Latent Heat - Usage

Usage

Two of the more common forms of latent heat (or enthalpies or energies) encountered are latent heat of fusion (melting or freezing) and latent heat of vaporization (boiling or condensing). These names describe the direction of energy flow when changing from one phase to the next: from solid to liquid, and to gas.

In both cases the change is endothermic, meaning that the system absorbs energy on going from solid to liquid to gas. The change is exothermic (the process releases energy) for the opposite direction. For example, in the atmosphere, when a molecule of water evaporates from the surface of any body of water, energy is transported by the water molecule into a lower temperature air parcel that contains less water vapour than its surroundings. Because energy is needed to overcome the molecular forces of attraction between water particles, the process of transition from a parcel of water to a parcel of vapor requires the input of energy causing a drop in temperature in its surroundings. If the water vapor condenses back to a liquid or solid phase onto a surface, the latent energy absorbed during evaporation is released as sensible heat onto the surface. The large value of the enthalpy of condensation of water vapour is the reason that steam is a far more effective heating medium than boiling water, and is more hazardous.
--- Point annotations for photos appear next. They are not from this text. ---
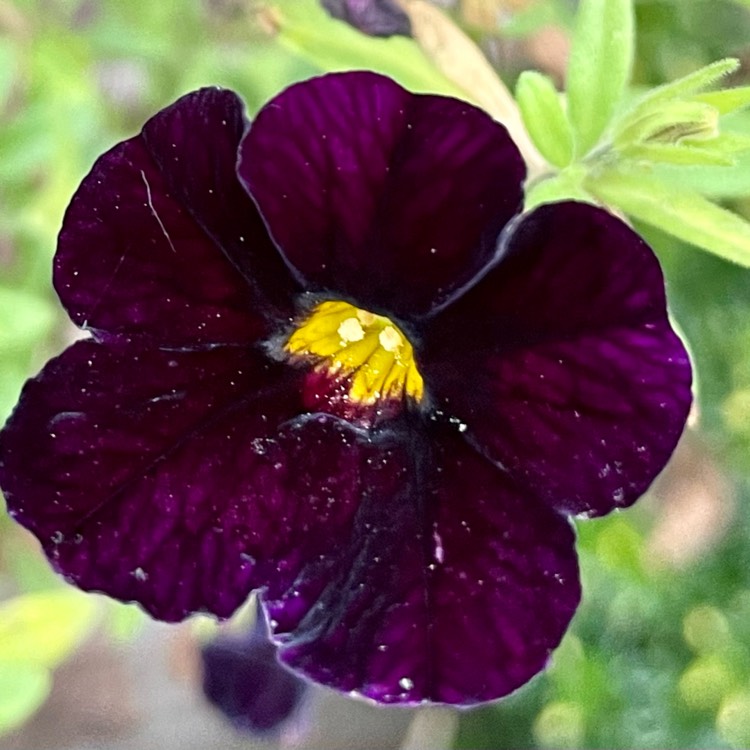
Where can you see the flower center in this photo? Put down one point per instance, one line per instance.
(367, 351)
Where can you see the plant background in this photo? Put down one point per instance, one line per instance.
(658, 655)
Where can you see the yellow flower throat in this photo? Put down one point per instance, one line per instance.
(368, 351)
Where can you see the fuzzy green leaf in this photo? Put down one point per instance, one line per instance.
(682, 213)
(544, 117)
(672, 153)
(601, 58)
(331, 45)
(726, 100)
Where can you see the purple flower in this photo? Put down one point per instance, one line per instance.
(342, 370)
(243, 678)
(373, 17)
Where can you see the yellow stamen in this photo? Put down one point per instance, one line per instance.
(367, 349)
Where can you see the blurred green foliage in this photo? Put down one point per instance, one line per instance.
(659, 653)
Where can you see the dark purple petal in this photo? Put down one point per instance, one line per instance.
(373, 17)
(377, 195)
(138, 470)
(579, 386)
(242, 677)
(448, 586)
(161, 241)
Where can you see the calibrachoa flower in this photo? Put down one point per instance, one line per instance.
(243, 678)
(329, 361)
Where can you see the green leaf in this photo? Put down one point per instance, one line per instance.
(565, 185)
(671, 122)
(680, 212)
(43, 628)
(332, 45)
(544, 117)
(601, 58)
(672, 153)
(688, 85)
(23, 689)
(715, 182)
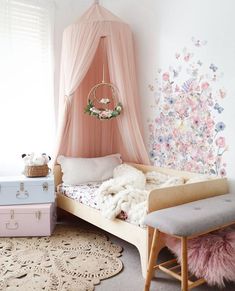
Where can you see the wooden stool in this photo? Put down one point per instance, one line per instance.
(186, 222)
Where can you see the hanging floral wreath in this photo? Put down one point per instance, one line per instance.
(103, 112)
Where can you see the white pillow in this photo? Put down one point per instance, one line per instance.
(83, 170)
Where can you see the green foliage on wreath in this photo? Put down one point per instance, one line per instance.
(101, 113)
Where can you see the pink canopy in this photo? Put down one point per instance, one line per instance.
(99, 39)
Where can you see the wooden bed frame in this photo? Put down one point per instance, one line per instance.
(157, 199)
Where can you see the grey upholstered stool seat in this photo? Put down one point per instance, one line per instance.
(185, 222)
(195, 217)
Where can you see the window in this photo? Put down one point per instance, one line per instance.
(26, 81)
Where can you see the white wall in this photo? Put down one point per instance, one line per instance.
(161, 28)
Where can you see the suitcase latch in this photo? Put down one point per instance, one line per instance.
(45, 186)
(38, 215)
(12, 213)
(21, 187)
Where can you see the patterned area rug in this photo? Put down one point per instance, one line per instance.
(70, 260)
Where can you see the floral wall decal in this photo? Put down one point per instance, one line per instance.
(187, 132)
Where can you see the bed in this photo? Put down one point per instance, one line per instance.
(157, 199)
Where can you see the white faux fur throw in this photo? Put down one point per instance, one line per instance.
(127, 191)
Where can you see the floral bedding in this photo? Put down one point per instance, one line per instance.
(84, 193)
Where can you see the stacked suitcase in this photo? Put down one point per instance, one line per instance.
(27, 206)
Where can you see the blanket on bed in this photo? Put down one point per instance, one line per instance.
(128, 190)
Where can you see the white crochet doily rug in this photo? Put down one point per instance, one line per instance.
(72, 259)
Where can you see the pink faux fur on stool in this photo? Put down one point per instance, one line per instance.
(211, 256)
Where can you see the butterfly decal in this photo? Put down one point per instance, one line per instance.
(198, 42)
(186, 55)
(222, 93)
(213, 68)
(175, 71)
(177, 56)
(218, 108)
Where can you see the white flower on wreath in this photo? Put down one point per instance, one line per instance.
(118, 108)
(106, 114)
(105, 101)
(95, 110)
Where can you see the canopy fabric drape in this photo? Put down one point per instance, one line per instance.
(99, 39)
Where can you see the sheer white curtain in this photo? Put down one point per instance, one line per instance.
(26, 81)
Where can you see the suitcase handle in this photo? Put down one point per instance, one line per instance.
(21, 195)
(15, 226)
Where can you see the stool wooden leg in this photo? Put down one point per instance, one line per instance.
(184, 264)
(152, 258)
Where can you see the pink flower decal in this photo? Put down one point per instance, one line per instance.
(205, 85)
(165, 77)
(187, 131)
(220, 142)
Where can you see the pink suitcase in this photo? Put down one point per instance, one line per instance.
(27, 220)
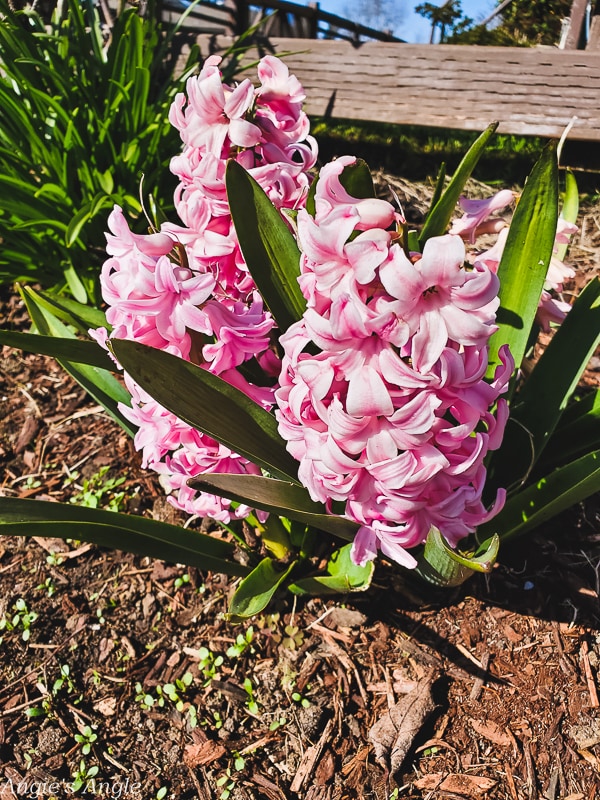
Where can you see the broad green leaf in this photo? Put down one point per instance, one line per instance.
(256, 590)
(208, 403)
(357, 180)
(439, 185)
(80, 316)
(75, 285)
(276, 496)
(526, 259)
(441, 565)
(546, 392)
(62, 349)
(440, 215)
(343, 576)
(126, 532)
(549, 496)
(98, 383)
(268, 246)
(570, 209)
(577, 432)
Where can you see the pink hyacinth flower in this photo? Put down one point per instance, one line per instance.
(474, 220)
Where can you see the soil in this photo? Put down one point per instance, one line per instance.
(120, 676)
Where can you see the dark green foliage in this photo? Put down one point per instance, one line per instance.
(83, 122)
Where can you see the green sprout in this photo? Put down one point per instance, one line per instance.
(98, 491)
(83, 776)
(251, 703)
(243, 641)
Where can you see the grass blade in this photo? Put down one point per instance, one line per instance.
(269, 249)
(279, 497)
(526, 259)
(439, 217)
(117, 531)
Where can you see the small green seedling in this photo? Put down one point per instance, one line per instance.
(243, 641)
(22, 618)
(208, 664)
(251, 703)
(83, 775)
(182, 580)
(86, 739)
The terms sensible heat and latent heat are not special forms of energy; instead they characterize the same form of energy, heat, in terms of their effect on a material or a thermodynamic system. Heat is thermal energy in the process of transfer between a system and its surroundings or between two systems with a different temperature.

Both sensible and latent heats are observed in many processes while transporting energy in nature. Latent heat is associated with the phase changes of atmospheric water vapour, mostly vaporization and condensation, whereas sensible heat is energy transferred that affects the temperature of the atmosphere.
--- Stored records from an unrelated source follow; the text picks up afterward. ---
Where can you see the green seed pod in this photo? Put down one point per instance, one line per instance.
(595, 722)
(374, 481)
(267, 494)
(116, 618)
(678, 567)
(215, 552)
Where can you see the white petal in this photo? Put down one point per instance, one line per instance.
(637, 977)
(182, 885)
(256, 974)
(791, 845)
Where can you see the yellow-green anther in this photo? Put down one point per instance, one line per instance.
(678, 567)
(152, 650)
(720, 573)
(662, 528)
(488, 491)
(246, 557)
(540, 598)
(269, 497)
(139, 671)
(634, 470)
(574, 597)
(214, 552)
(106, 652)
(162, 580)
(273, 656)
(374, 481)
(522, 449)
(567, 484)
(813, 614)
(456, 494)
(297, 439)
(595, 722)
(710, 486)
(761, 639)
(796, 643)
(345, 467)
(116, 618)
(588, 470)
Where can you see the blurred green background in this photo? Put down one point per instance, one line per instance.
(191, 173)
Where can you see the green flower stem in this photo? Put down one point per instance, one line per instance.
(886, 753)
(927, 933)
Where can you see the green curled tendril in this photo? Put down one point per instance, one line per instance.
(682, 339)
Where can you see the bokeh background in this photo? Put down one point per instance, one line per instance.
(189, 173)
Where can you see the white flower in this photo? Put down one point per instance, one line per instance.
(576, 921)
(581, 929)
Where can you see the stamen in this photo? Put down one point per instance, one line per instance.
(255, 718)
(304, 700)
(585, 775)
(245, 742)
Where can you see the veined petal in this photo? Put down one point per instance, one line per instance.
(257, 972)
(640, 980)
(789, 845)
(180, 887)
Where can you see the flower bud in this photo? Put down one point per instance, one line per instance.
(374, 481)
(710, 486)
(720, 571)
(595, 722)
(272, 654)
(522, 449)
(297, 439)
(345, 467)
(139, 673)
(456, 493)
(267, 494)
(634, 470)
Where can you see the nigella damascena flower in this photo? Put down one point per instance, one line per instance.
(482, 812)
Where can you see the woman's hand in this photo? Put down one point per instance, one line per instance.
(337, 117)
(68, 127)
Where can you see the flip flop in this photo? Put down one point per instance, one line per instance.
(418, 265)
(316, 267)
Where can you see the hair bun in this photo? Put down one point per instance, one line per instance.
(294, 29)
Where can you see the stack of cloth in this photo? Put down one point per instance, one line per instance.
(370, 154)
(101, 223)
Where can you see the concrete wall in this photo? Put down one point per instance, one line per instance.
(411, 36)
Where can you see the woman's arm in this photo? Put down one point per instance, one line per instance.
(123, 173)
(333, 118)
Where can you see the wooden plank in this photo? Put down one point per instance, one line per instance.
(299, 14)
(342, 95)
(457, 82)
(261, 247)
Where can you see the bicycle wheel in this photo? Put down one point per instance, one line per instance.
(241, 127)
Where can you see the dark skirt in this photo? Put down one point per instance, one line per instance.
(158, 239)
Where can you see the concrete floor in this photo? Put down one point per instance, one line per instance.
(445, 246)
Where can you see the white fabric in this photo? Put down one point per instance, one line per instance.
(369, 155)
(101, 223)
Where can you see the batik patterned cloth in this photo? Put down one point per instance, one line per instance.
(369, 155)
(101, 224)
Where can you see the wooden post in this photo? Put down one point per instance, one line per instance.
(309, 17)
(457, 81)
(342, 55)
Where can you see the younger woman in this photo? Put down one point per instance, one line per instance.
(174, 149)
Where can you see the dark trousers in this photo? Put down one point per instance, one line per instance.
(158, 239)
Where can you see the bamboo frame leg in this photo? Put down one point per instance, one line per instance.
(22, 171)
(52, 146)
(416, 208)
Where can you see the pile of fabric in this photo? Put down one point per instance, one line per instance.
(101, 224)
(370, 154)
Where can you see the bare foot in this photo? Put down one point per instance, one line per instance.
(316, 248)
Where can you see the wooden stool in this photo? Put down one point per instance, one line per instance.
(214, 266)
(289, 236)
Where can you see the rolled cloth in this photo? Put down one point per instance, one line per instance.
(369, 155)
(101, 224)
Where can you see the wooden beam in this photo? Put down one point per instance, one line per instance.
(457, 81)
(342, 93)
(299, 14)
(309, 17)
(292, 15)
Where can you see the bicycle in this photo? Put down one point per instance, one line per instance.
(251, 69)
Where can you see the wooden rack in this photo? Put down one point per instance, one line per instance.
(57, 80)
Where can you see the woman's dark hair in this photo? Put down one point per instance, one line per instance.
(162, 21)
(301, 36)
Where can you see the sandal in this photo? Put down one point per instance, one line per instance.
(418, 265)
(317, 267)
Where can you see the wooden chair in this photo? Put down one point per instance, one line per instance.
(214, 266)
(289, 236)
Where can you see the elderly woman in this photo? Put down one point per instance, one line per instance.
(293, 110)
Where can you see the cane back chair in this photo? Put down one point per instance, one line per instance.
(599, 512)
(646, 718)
The original usage of the term, as introduced by Black, was applied to systems that were intentionally held at constant temperature. Such usage referred to latent heat of expansion and several other related latent heats. These latent heats are defined independently of the conceptual framework of thermodynamics.

When a body is heated at constant temperature by thermal radiation in a microwave field for example, it may expand by an amount described by its latent heat with respect to volume or latent heat of expansion, or increase its pressure by an amount described by its latent heat with respect to pressure.